QuestDB is a high performance time-series database with SQL analytics that can power through data ingestion and analysis. It's open source and integrates with many tools and languages. Give us a try!

When I started developing software, the database world was all about OLTP – Online Transactional Processing. These were the days of databases primarily handling the CRUD operations: Create, Read, Update, and Delete. SQL was king, universally used despite the subtle variations across platforms.

An artistic representation of SQL extensions for time-series for questdb, duckdb, clickhouse, timescale, and postgreSQL.

Back then, only large corporations could afford Online Analytical Processing (OLAP). They used expensive Data Warehouses to ingest and analyze historical data, which was rarely updated and typically deleted in bulk. Since there was no standard language for OLAP, each system often invented its own.

But things changed in the past 10 years. The database landscape exploded; every OLAP system adopted SQL as its query language, computation became much cheaper, and now almost every database is either open source or offers a generous free-tier. So, today the question isn't whether my OLAP database supports SQL or if I can afford it.
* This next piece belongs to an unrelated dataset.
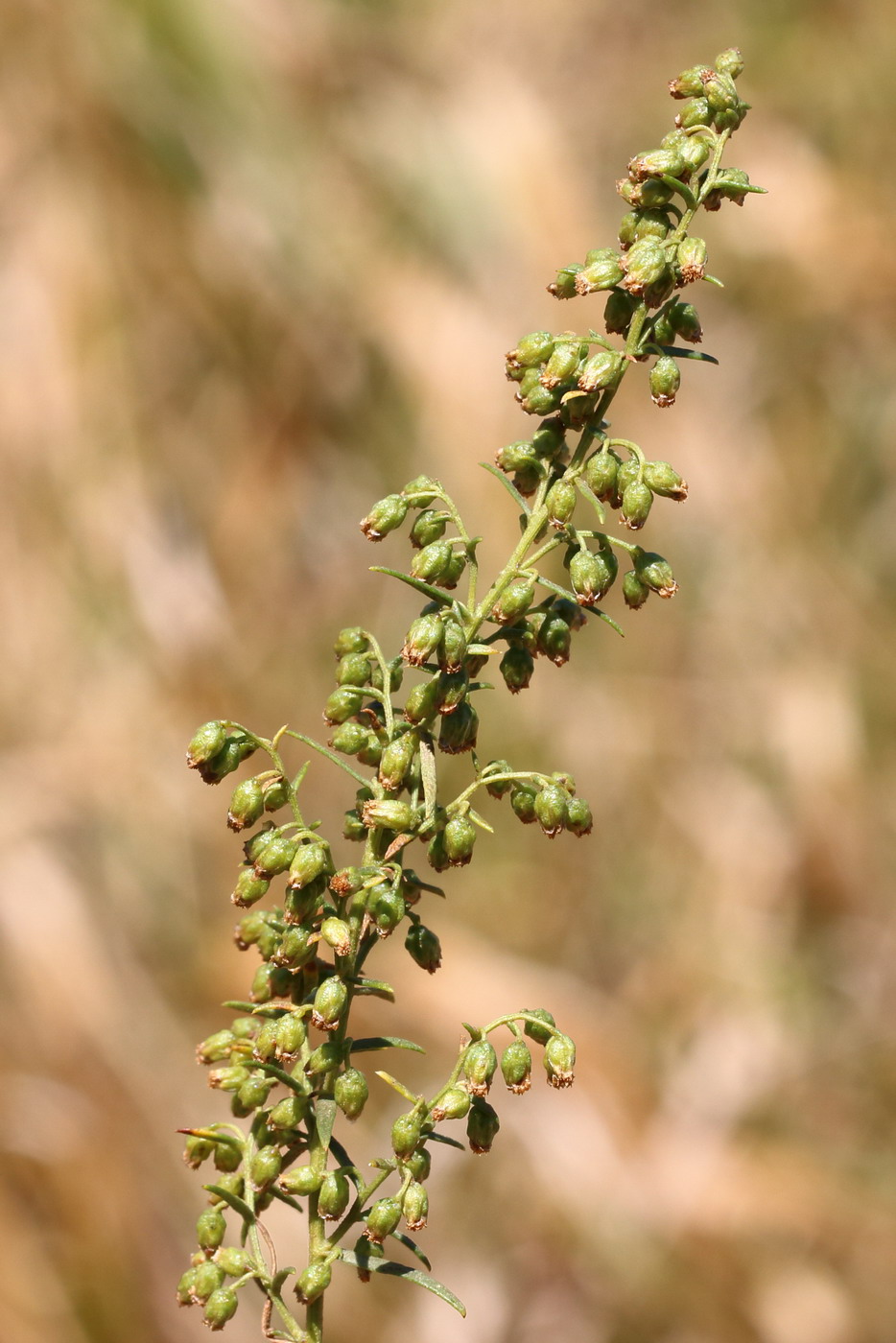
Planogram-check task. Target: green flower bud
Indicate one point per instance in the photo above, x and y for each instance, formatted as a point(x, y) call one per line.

Instead, it's about whether it supports my business use case and how its performance stacks up relative to the money invested in infrastructure.

In this article, I'll show you how SQL is used across various OLAP databases for time-series analytics. You'll see how some databases have adapted their SQL extensions specifically for time-series scenarios. We're going to dive into query comparisons in QuestDB, TimeScale, DuckDB, and ClickHouse, and I’m also including PostgreSQL in the mix to offer a perspective on how it compares to these more specialized databases.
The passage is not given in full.